The first step taken by the Environmental Protection Agency (EPA), Khyber Pakhtunkhwa, to control the ambient air pollution was the establishment of vehicular emission testing station (VETS) in 1997, and it has tested more than 150,000 vehicles so far. The percentage of passed vehicles was clued very much less (24 percent) in the case of diesel-operated vehicles. All the CNG-driven vehicles were totally passed while five percent of fasoline-driven vehicles were rejected. In order to cope with the brick kiln emissions, the use of rubber in kilns was banned by the provincial government on October 13, 1999.
Accordingly, the EPA issued notices to most of the brick kilns to immediately stop the use of rubber in their kilns. A programme was initiated for the Brick Kiln Owner Association to give them training in good house keeping, energy saving, thus indirectly decreasing the emission levels.
The existing road transport plans of Peshawar do not fulfil the requirement of the entire population residing in the city. Many commercial areas and residential colonies are not accessible by the present public transport system and people are compelled to use private cars, taxies and auto-rickshaws to approach these areas.
The EPA is working on a project to design such a public transport management system, which fulfils the requirement of the public in the city. This is a long-term project, which needs a lot of investment, but the activity is a high priority at the provincial development programme.
An effective monitoring requires reliable ambient air pollution measurements equipment and permanent monitoring stations.
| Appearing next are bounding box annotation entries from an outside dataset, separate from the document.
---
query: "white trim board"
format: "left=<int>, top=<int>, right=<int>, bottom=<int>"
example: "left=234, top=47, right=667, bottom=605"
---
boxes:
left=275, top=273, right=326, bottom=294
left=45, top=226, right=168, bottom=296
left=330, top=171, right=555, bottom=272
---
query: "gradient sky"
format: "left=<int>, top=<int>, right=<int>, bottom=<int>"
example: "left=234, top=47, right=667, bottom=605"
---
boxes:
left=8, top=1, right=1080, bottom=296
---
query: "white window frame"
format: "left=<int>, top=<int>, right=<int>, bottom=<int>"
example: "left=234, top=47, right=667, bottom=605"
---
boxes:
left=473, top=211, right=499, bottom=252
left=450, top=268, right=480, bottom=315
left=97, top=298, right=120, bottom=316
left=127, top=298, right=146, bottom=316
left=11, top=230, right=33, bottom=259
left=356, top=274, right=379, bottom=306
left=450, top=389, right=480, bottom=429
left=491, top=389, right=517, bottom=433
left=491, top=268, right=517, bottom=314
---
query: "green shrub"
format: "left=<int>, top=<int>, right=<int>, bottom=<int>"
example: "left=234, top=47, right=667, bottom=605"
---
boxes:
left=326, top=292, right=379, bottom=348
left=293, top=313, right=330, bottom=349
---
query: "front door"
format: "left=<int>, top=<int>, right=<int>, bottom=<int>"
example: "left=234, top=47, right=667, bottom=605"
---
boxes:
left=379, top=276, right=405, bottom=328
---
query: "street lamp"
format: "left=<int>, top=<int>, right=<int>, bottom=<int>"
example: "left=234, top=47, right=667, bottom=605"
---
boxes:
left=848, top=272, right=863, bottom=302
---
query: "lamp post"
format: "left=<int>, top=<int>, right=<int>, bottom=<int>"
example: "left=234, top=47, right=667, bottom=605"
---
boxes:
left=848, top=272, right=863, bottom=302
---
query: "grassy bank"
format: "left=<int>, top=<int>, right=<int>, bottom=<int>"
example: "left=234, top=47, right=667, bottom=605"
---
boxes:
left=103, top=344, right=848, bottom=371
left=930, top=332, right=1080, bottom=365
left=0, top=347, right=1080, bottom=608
Presently, none of the agencies has yet installed permanent monitoring stations for air pollution measurements. The EPA is going to acquire mobile laboratory in the near future through a mega JICA grant, which shall be used for the monitoring of liquid effluent and air emissions from industries, municipalities and motor vehicle exhaust. In the present circumstances, the EPA carries out random monitoring of air pollutant gases such as carbon monoxide, nitrogen oxides, sulphur dioxides and noise level with the help of portable pocket gas detectors.
What we need is to come forward and indulge ourselves in the environmental movement individually and collectively to improve the air quality and save ourselves from yet another trauma.